Os investimentos de entidades sauditas e do próprio príncipe Al Walid em várias startups e corporações americanas do setor de tecnologia são bem significativas, como o investimento de US$ 3,5 bilhões na Uber em 2016. Inclusive, o diretor-geral do PIF, Yasir Al-Rumayyan, integra o conselho administrativo da Uber.
O PIF também investiu na Tesla e na Lucid, enquanto a KHC apostou na Lyft.
Todas essas (e muitas outras) ligações fizeram os veículos de comunicação dos Estados Unidos aguardarem por um posicionamento oficial de empresas e startups do Vale do Silício que se beneficiaram do dinheiro saudita nos últimos anos.
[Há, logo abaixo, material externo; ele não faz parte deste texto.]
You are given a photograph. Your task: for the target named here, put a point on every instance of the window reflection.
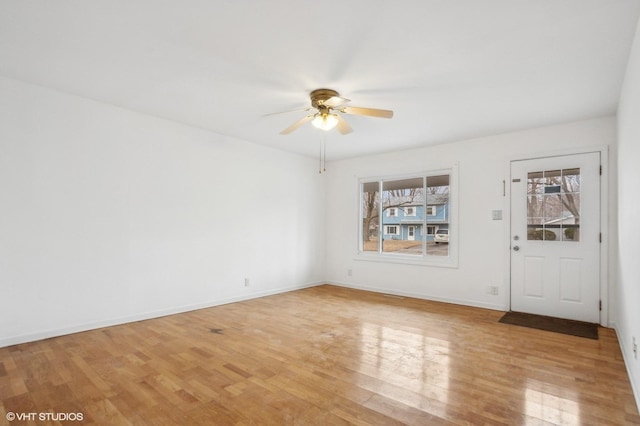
(549, 408)
(410, 361)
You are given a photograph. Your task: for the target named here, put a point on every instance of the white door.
(555, 236)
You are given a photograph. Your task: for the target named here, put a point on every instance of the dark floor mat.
(558, 325)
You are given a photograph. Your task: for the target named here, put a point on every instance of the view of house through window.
(406, 216)
(553, 205)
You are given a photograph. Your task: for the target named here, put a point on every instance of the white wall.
(628, 269)
(107, 216)
(484, 244)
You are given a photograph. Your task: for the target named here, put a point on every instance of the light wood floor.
(324, 355)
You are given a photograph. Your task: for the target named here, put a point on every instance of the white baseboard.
(635, 387)
(395, 292)
(46, 334)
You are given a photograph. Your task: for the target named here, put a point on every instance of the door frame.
(604, 219)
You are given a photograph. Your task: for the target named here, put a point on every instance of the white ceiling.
(449, 69)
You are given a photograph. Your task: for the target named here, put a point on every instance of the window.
(389, 235)
(391, 230)
(553, 205)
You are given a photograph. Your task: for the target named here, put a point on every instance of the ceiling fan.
(329, 106)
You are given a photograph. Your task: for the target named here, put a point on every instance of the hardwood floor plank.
(322, 355)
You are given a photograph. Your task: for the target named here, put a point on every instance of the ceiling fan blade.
(336, 101)
(342, 126)
(297, 124)
(285, 112)
(371, 112)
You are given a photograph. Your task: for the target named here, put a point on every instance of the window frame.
(450, 261)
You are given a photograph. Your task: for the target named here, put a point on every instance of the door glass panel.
(553, 205)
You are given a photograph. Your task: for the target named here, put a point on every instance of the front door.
(555, 236)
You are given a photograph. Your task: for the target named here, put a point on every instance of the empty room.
(292, 213)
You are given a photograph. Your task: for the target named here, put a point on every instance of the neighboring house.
(407, 222)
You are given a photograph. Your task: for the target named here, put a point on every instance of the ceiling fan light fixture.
(325, 122)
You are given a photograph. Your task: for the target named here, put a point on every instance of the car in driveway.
(442, 236)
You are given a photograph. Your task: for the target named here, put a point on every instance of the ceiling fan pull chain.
(323, 154)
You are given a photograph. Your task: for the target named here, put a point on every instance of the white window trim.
(450, 261)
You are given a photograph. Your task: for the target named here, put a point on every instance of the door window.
(553, 205)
Mas, até o momento, embora algumas empresas tenham se recusado a participar de uma recente conferência na Arábia Saudita (embora tenham enviado estagiários), o que impera mesmo é o silêncio.
O não posicionamento das empresas, porém, não tem sido visto com bons olhos, sendo até mesmo comparado aos discursos comedidos do presidente Donald Trump sobre o assassinato de Jamal. Trump chegou a dizer que, numa eventual suspensão da venda de armas para a Arábia Saudita, quem sairia perdendo seriam os Estados Unidos, por isso a medida não é considerada.
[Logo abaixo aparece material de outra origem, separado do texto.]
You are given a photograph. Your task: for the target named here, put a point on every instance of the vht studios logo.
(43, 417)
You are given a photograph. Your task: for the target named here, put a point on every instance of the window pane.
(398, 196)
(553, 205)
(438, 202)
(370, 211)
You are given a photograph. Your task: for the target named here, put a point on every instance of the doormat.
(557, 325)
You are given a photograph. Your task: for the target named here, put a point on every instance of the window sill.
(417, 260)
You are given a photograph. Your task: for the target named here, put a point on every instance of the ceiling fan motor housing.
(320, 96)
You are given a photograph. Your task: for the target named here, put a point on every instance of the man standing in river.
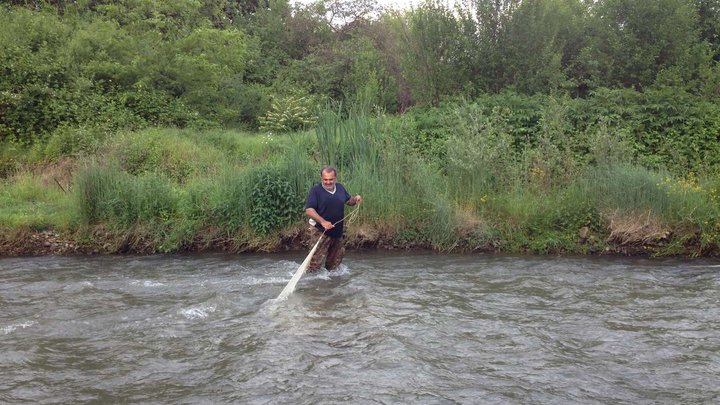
(326, 208)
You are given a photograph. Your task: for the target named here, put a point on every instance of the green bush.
(274, 204)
“Sair perdendo” ao emitir qualquer posicionamento é algo que muitas empresas do Vale do Silício podem considerar. Há também de se analisar questões contratuais e o envolvimento de outros acionistas. Ainda assim, nenhuma empresa destinatária do capital de Mohamed bin Salman falou publicamente sobre não aceitar mais qualquer financiamento ligado ao príncipe.
Vale ressaltar que antes do assassinato do jornalista, líderes do Google, da Amazon e de outras grandes empresas de tecnologia orgulhosamente se envolveram com o príncipe-herdeiro. Muitos até assinaram contrato com a Neom, um projeto de uma megacidade saudita estimada em US$ 500 bilhões, mesmo depois que Mohamed reuniu seus familiares e os aprisionou no Ritz-Ritz-Carlton (há pouco mais de um ano); foi acusado de sequestrar o Primeiro Ministro do Líbano em um esquema atrapalhado e que visava culpar o Irã; e buscou (com o apoio dos EUA) uma guerra por procuração contra o Irã no Iêmen que rendeu o que as Nações Unidas consideram “a maior crise humanitária do mundo”.
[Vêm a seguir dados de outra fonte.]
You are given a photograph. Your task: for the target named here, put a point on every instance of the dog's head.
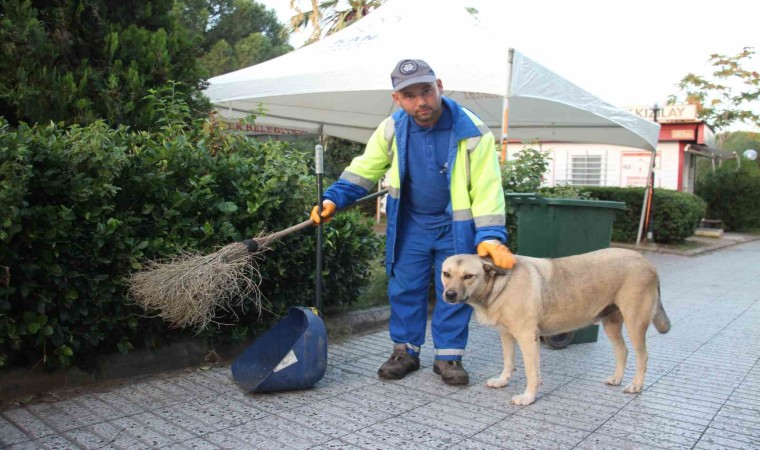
(466, 277)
Assim, não se pode dizer que a indiferença do Vale do Silício em relação às atitudes do príncipe que infringem os Direitos Humanos é surpreendente. Como muitos veículos dos Estados Unidos apontam, não há exatamente um clima de indignação pública no país em relação ao assassinato do jornalista.
Mas o Vale do Silício é cobrado por sua ideologia, que prega uma idealização de mudança no mundo, mas que não é exatamente vista na forma como seus negócios são feitos. Como escreveu o crítico Anand Giridharadas, do The New York Times: “Enquanto o mundo enche os tanques de carros com gasolina e a mudança climática piora, a Arábia Saudita colhe enormes lucros – e parte desse dinheiro aparece nas contas bancárias do país, em empresas em rápido crescimento que adoram falar em ‘tornar o mundo um lugar melhor'”.
Segundo a jornalista especialista e tecnologia Kara Swisher, “o Vale do Silício é tão dependente do financiamento da Arábia Saudita que se você remover os sauditas, tudo entra em colapso”. A frase exemplifica bem que um desligamento entre empresas de tecnologia americanas e o financiamento saudita, obviamente, não vai acontecer.
Mas agora o Vale do Silício sabe que a isenção não é uma opção “blindada”. Em tempos de extremismos, a cobrança por posicionamentos claros torna-se fundamental e é exigida. Assim, cabe às empresas decidirem com quais consequências elas preferem lidar: as de um posicionamento ou da falta dele.